Thank you for the input. I had to leave Maddie for about 4hrs today I have a out door play area I got at toysRus It is at least 30'' tall made of plastic that is very sturdy. Got home and my little jumper had gotten over it I found her on the wrong side of the fenced in area. The good news is she did not have a accident in the house. Her new name is Houdini:doh:
I can't figure out how she did that . Can't imagine her climbing over. Her crate was about 2 1/2 feet away maybe she got up on the crate and jumped from their. We have to leave again tonight I'll put her crate farther away. I feel bad because I don't want to hurt her legs.


----------



## lfung5 (Jun 30, 2007)

Yes, they can climb the x pen. Someone posted a video of their hav escaping his x pen.

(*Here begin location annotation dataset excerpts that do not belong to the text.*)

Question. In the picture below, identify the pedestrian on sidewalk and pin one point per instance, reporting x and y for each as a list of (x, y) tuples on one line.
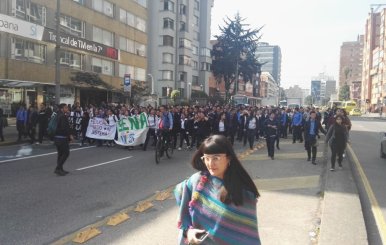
[(220, 199), (271, 127), (2, 125), (337, 139), (311, 130), (62, 139)]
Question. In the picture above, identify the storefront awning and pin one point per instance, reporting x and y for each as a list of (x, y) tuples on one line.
[(20, 83)]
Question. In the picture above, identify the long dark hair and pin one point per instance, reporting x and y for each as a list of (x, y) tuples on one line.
[(236, 179)]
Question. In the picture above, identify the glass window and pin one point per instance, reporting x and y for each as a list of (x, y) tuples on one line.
[(167, 58), (168, 23), (72, 26), (167, 41), (103, 36), (167, 75), (169, 5), (25, 50), (102, 66), (70, 59)]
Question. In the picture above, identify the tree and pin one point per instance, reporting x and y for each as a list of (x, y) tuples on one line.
[(234, 54), (308, 100), (344, 92)]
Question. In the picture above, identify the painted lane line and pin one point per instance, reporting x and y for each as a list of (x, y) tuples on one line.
[(42, 155), (377, 212), (104, 163)]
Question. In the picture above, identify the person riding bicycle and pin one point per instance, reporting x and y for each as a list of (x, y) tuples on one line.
[(165, 124)]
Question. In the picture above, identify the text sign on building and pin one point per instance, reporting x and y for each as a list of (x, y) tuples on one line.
[(81, 44), (127, 83), (22, 28)]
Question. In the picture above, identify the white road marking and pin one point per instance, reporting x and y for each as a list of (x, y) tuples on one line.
[(104, 163), (42, 155)]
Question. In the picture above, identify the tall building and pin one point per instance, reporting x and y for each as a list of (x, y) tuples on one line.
[(351, 59), (373, 92), (270, 57), (179, 46), (97, 37)]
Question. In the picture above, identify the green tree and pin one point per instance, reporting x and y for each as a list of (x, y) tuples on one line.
[(344, 92), (234, 53)]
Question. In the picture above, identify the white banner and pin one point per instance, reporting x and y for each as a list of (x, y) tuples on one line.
[(132, 131), (99, 129)]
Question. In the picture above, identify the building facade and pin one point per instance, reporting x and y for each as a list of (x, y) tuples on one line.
[(179, 46), (373, 92), (270, 57), (351, 59), (97, 37)]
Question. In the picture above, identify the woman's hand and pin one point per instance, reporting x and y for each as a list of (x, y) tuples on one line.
[(191, 235)]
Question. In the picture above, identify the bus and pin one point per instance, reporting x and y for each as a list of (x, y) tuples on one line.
[(334, 103), (349, 105)]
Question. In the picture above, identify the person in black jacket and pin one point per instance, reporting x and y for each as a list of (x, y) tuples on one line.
[(311, 130), (271, 126), (62, 139)]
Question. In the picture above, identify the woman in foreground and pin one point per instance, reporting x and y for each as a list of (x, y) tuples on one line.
[(219, 200)]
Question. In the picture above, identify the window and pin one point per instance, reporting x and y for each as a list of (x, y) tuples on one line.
[(127, 17), (25, 50), (182, 9), (195, 20), (195, 65), (70, 59), (140, 49), (195, 80), (184, 60), (125, 69), (168, 5), (182, 26), (167, 58), (29, 11), (104, 7), (72, 26), (102, 66), (168, 23), (143, 3), (126, 45), (194, 50), (103, 36), (196, 5), (185, 43), (167, 75), (140, 24), (167, 41), (205, 66), (205, 52)]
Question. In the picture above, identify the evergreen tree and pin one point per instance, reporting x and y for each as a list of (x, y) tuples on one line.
[(234, 54)]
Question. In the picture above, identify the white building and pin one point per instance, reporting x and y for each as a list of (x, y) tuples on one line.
[(179, 46)]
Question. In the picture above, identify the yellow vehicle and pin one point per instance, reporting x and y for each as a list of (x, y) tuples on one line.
[(355, 112), (349, 105)]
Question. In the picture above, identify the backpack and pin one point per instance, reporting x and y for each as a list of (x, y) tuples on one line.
[(52, 124)]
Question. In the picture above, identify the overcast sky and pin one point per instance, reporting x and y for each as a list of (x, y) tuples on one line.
[(309, 32)]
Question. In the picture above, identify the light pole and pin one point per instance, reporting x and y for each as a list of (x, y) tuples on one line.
[(152, 83)]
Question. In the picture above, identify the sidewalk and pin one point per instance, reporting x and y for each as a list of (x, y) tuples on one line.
[(300, 204)]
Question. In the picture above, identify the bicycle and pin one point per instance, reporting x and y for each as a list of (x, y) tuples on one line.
[(163, 145)]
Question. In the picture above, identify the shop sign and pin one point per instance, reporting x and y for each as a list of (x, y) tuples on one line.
[(81, 44), (19, 27)]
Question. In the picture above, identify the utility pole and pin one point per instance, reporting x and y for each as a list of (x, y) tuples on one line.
[(57, 55)]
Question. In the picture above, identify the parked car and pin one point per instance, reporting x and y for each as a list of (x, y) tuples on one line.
[(355, 112)]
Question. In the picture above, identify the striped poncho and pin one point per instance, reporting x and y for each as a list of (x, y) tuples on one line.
[(201, 208)]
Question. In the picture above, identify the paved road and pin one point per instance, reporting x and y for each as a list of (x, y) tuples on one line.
[(365, 140)]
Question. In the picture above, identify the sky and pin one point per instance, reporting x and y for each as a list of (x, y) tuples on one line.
[(309, 32)]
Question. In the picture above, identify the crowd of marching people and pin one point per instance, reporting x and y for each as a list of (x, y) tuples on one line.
[(188, 126)]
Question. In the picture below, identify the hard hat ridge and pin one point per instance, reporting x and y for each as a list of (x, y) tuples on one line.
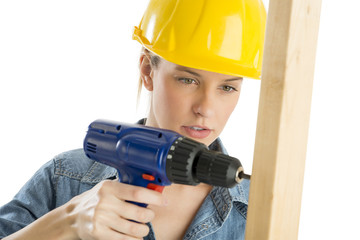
[(224, 37)]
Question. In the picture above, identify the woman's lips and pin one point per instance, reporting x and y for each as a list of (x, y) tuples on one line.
[(197, 131)]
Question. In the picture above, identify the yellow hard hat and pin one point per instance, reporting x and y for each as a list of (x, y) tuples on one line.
[(219, 36)]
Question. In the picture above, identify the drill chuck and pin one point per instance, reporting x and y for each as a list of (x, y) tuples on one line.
[(190, 162)]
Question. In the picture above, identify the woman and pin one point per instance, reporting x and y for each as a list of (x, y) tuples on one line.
[(195, 56)]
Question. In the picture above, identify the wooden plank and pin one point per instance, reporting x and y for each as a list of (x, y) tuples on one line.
[(283, 119)]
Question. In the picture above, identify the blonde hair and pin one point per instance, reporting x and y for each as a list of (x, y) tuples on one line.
[(154, 61)]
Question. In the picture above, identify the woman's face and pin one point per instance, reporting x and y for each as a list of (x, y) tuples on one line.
[(195, 103)]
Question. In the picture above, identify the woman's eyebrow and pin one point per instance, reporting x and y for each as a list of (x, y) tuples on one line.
[(188, 70), (234, 79), (185, 69)]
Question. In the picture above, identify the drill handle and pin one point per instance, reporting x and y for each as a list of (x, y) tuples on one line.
[(142, 180)]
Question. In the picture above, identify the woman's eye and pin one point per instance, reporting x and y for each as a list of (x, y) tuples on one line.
[(228, 88), (187, 80)]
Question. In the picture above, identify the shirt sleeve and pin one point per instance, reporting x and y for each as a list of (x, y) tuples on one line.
[(35, 198)]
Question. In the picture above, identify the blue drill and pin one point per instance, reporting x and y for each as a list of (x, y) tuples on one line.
[(154, 158)]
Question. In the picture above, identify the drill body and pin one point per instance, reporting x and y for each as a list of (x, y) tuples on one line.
[(154, 158)]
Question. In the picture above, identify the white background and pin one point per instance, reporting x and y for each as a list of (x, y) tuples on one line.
[(66, 63)]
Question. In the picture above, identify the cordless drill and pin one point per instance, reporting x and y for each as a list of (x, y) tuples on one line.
[(154, 158)]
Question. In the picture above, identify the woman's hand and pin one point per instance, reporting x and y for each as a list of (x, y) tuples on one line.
[(104, 213)]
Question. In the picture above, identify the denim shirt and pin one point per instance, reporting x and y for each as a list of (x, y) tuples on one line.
[(221, 216)]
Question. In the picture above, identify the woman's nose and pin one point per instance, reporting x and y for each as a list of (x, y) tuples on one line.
[(204, 104)]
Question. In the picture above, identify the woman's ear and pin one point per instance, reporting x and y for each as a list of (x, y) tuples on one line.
[(146, 71)]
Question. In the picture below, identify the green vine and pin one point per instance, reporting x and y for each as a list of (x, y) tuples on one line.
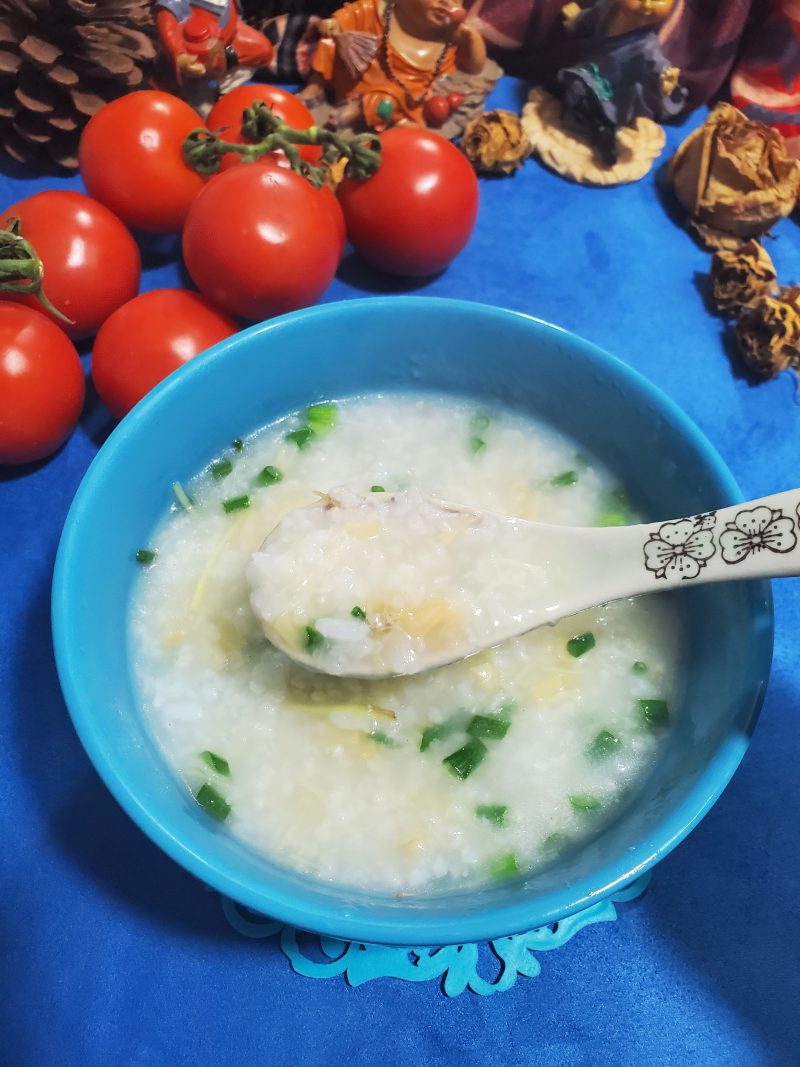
[(267, 132), (21, 270)]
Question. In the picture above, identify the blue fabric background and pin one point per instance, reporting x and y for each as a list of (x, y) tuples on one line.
[(111, 954)]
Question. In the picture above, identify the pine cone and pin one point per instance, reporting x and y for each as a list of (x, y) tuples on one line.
[(60, 62)]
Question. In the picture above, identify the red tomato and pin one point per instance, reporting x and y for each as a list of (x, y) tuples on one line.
[(92, 264), (338, 216), (147, 338), (130, 159), (226, 115), (417, 211), (41, 384), (260, 240)]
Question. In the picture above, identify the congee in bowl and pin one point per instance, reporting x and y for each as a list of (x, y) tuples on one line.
[(488, 796), (450, 778)]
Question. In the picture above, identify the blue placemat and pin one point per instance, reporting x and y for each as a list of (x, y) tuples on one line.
[(111, 954)]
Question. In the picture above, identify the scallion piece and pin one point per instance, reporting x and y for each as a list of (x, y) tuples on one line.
[(465, 760), (216, 805), (216, 763), (655, 713), (236, 504), (269, 476), (181, 496), (494, 813), (382, 738), (314, 640), (301, 438), (565, 478), (582, 642), (505, 866), (603, 745), (221, 468), (494, 727), (322, 416)]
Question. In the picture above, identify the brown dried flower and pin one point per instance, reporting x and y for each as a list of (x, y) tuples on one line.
[(495, 143), (739, 276), (734, 177), (768, 333)]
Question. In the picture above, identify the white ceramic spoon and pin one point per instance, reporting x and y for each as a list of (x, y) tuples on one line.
[(397, 584)]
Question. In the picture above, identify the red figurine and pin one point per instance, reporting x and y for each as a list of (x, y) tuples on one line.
[(206, 41)]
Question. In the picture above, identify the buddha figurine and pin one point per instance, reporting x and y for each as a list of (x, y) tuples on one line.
[(380, 61)]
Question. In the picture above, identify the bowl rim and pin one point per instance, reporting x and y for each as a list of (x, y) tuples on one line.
[(398, 928)]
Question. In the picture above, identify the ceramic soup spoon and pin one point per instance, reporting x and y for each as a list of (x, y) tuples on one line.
[(399, 583)]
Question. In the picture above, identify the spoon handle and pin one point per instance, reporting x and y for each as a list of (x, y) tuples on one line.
[(758, 539)]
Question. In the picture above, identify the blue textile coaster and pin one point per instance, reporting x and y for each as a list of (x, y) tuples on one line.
[(459, 966)]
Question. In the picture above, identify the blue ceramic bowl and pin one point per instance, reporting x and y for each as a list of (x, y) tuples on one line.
[(380, 345)]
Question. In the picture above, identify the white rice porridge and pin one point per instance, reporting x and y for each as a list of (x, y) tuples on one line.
[(456, 776)]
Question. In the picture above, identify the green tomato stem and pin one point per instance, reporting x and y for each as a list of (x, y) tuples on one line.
[(204, 150), (19, 263)]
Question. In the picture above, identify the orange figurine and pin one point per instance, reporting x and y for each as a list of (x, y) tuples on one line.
[(381, 60)]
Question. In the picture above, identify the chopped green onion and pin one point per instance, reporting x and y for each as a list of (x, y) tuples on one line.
[(438, 732), (181, 496), (555, 842), (582, 642), (494, 813), (236, 504), (655, 712), (314, 640), (479, 423), (322, 416), (611, 519), (216, 805), (382, 738), (465, 760), (217, 763), (222, 468), (269, 476), (494, 727), (301, 438), (506, 866), (565, 478), (603, 745)]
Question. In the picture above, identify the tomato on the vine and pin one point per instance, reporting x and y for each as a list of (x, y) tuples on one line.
[(42, 384), (147, 338), (226, 117), (260, 240), (130, 158), (417, 211), (91, 261)]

I wish I could remember who it was!


----------



## TilliesMom (Sep 30, 2010)

oh YES. Tillie was jumping over her x-pen at about 4 months old. sigh... 
I hope you can solve this problem!!!


----------



## lfung5 (Jun 30, 2007)

Here's the video of how they escape!

http://www.havaneseforum.com/showthread.php?t=1935&page=3


----------



## motherslittlehelper (Mar 18, 2010)

Oh, my gosh, thank you, Linda, for pulling that video up! That Marley - what a stinker he was - but so very cute in the process!!! ound: Too funny! Augie doesn't seem to go over things, but he pushes and pushes and works his way around things through the skinniest spaces.


----------



## davetgabby (Dec 29, 2007)

I've always liked The Great Escape - Re: The Great Dog Escape[/url] Sorry it doesn't work


----------



## Suzi (Oct 27, 2010)

Linda thank you for finding that video! Tillie seems to be doing every thing Maddie is doing! only maddie is about a month behind I just know shw is about ready to loose teeth! No wounder they were circus dogs! 
I can just imagine leaving maddie outside with a ladder out and finding her on top of the roof or somethingound:


----------



## Suzi (Oct 27, 2010)

Poor Maddie little does she know that she lost her chance of freedom it is back in the crate for her. Well maybe the bathroom I could duck tape the toilet lid


----------